С противоположного берега фашистский пулеметчик попробовал прикрыть своих, но тут же замолчал, сраженный метким огнем Веренича. Переправившиеся через речку немцы не приняли боя и бросились наутек. Захватчики потеряли не менее сорока человек.
…Не прошло и двух дней, как разведчики сообщили нам новую весть. В селе Прокопово остановилась немецкая воинская часть. Гитлеровцы только что вернулись с фронта на отдых. По рассказам жителей, они держались нагло и самонадеянно.
Сообщение разведчиков подтвердили две девушки из Михайловского Погоста — Тася и Вера. Тася рассказала, что фашисты выгнали жителей из изб в бани, а сами сутки напролет пьют и гуляют.
— Я знаю, где у них штаб, — сказала Тася.
Мы изучили по карте подступы к гарнизону, наметили план нападения. Гарнизон находился далеко, и нам пришлось взять только кавалеристов. Силы были неравны. Врагов — триста, а нас только тридцать девять. Троих из них нужно было оставить для охраны лошадей, четверых — для прикрытия отряда. В ударной группе оставалось тридцать два бойца на сорок домов. Очень мало! Поэтому мы решили ударить по одному краю деревни. Пока разделываемся с этой частью гарнизона, рассуждали мы, другая встанет по тревоге и пойдет в бой на первую. Мы в это время отойдем, и немцы будут драться в потемках со своими.
…Весенняя ночь темна, хоть глаз выколи.

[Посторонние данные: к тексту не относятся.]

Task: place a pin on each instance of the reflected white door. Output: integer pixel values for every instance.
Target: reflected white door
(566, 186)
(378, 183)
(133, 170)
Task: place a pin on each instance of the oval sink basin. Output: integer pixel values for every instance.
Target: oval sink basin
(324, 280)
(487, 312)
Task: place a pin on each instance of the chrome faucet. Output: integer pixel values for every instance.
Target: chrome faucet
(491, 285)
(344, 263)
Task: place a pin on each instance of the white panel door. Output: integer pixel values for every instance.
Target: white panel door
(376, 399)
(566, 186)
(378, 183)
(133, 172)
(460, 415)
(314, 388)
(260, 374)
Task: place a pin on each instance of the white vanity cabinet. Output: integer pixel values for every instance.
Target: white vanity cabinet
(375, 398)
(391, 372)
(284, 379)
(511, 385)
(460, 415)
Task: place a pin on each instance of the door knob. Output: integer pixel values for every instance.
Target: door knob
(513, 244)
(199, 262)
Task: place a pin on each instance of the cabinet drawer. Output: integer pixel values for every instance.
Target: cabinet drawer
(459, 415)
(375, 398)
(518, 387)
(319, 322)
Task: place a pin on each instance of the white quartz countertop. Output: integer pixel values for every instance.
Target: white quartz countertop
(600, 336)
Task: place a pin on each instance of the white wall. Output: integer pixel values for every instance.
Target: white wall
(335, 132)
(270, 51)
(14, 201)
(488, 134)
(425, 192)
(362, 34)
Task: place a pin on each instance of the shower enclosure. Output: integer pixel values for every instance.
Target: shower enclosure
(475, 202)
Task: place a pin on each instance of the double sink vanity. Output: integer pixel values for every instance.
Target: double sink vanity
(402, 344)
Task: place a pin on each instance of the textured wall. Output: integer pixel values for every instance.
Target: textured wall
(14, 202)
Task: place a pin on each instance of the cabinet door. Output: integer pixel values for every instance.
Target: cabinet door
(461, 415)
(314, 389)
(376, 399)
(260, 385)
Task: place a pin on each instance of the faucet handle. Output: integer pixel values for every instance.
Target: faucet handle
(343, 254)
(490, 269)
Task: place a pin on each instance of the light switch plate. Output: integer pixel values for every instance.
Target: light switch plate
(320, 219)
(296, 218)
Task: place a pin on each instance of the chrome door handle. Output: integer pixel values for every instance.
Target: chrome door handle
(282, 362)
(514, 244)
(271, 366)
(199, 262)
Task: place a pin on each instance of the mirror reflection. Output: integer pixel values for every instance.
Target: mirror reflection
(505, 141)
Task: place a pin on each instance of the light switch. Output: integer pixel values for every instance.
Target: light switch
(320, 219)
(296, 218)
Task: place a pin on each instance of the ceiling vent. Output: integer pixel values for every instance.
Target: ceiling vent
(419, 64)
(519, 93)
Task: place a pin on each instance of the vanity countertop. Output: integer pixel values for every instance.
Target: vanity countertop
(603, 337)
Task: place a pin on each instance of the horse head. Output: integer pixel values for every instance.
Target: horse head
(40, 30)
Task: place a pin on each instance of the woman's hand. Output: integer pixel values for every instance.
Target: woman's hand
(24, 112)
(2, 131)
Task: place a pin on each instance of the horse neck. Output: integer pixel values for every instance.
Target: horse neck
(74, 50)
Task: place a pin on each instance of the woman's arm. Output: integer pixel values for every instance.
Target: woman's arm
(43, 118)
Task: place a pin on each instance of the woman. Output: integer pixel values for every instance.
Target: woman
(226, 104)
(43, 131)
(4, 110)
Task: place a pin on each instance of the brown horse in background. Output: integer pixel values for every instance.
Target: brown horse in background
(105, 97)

Лошади чутьем находят раскисшую дорогу. Когда на пути встречаются деревни, мы сворачиваем в сторону и обходим их по топким полям.
Время перевалило за полночь. Впереди послышалось шлепанье копыт, и перед нами вырос всадник.
— Приехали, — тихо доложил разведчик.
Мы прибыли к месту, где нужно было оставить лошадей. Я объявил о предстоящем налете и в ответ услышал возгласы одобрения.
— Дадим концерт фрицам.
— Ничего, что фашистов в десять раз больше, зато на нашей стороне темная партизанская ночь!
До гарнизона — не больше километра. Слева видны очертания деревенских изб. Соколов, Орлов и Ворыхалов отправились снимать часовых. Мы сидели и тихонько переговаривались.